For audio, we will look at fine-tuning a model to generate music in a specific genre using publicly available data, and how audio tagging models can be paired with embeddings to build applications that connect generation with semantic understanding of music.

Video, as the least documented modality, has frame sampling strategies, temporal consistency, and compute requirements that escalate faster than you would expect. We will cover the current state of video model adaptation and where the tooling still has rough edges.

Once you have multiple fine-tuned models, merging offers a way to combine their capabilities without retraining. We will cover the main strategies and when merging is a shortcut worth taking versus when it will produce sub-optimal outputs.

Across all modalities, we will compare data preparation, training configuration, evaluation, and the current state of open-source tooling. All code examples use Python with HuggingFace Transformers, Diffusers, and related libraries, and every example uses publicly available models and datasets.

The goal is to give you the comparative mental model that makes moving between modalities far less intimidating, and to show that with the right tools and a bit of curiosity, the same recipe can produce very different and very satisfying results.


Expected audience expertise: Domain: none Expected audience expertise: Python: some Supporting material: Supporting material Your relationship with the presented work/project: Developed the presented feature, Developed original workshop or study course

Hello! I'm Ramon, a systems engineer and educator living in Sydney. I currently work at Canva on the AI Ops team within the Content and Delivery division. Previously, I was a research engineer at Menlo Labs building tools to run AI models on robots and constrained devices, and before that a Senior Product Developer at Decoded, a technology education company based in the UK where I created custom data science tools, workshops, and training programs for clients in industries ranging from retail to finance.
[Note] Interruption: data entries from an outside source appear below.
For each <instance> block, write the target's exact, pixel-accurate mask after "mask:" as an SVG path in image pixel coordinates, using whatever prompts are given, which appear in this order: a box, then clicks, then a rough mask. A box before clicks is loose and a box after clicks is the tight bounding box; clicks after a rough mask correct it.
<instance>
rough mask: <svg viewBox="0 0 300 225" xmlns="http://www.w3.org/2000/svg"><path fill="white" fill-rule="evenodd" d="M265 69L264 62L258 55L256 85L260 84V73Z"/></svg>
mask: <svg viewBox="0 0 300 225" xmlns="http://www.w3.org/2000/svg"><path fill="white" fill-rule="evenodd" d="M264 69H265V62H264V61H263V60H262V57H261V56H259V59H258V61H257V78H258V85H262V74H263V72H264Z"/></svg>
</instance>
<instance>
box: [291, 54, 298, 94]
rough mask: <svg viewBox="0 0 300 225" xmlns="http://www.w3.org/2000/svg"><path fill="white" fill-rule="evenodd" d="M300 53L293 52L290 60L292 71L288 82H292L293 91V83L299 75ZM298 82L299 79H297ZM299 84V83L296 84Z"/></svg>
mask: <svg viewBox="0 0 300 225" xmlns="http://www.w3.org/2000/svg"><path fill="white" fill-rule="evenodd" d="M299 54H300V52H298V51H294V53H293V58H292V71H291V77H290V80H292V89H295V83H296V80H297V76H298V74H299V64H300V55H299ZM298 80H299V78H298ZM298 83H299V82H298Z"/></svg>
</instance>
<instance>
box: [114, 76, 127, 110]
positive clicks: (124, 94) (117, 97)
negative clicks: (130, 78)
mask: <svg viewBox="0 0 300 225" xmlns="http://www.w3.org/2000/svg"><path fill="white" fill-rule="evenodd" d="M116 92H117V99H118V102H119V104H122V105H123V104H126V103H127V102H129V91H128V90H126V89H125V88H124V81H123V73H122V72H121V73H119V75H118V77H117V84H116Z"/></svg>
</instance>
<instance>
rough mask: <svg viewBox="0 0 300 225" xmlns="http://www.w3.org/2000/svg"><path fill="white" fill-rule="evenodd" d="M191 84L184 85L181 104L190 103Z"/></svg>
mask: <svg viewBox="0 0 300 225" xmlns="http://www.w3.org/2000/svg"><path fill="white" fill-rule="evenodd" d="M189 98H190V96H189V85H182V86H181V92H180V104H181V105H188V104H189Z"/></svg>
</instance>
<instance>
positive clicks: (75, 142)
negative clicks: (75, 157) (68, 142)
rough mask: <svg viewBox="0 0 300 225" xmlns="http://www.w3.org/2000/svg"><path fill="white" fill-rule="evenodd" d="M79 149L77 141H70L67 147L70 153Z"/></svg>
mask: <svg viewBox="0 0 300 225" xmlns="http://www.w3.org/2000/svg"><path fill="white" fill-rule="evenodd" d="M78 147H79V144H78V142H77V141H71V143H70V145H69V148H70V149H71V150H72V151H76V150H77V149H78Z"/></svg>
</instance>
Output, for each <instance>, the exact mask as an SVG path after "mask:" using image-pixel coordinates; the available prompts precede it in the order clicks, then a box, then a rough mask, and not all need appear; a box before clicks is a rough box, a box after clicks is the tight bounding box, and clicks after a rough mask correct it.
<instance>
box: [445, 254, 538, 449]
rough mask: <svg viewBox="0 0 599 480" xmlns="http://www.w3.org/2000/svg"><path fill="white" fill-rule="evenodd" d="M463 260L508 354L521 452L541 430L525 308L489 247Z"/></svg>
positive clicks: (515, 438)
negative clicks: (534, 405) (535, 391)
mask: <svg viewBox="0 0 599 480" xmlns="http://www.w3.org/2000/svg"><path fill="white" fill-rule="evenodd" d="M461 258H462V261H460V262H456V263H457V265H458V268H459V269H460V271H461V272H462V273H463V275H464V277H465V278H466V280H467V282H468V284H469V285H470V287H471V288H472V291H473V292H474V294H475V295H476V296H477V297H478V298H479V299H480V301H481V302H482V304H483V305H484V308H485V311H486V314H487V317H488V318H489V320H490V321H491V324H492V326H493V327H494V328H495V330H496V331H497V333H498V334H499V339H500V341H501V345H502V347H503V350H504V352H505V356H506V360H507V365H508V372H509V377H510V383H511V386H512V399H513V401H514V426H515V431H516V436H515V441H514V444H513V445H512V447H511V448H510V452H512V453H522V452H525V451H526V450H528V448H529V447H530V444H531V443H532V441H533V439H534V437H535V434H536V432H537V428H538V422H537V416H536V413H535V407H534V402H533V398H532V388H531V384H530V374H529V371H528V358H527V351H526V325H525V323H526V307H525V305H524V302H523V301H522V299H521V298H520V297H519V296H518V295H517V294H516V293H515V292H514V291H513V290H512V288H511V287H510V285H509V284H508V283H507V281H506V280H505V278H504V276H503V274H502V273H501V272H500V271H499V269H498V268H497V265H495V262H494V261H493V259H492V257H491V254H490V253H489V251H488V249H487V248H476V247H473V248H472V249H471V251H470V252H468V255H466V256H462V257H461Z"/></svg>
Prior to that, I held roles at the intersection of education, data science, and research in the areas of entrepreneurship and strategy. On the personal side, I enjoy giving talks and technical workshops and have had the privilege of participating in several conferences such as PyCon, SciPy, CppNow, PyData, and countless meetup events. In my spare time, I spend as much time as possible mountain biking and exploring many of the outdoor wonders Australia has to offer.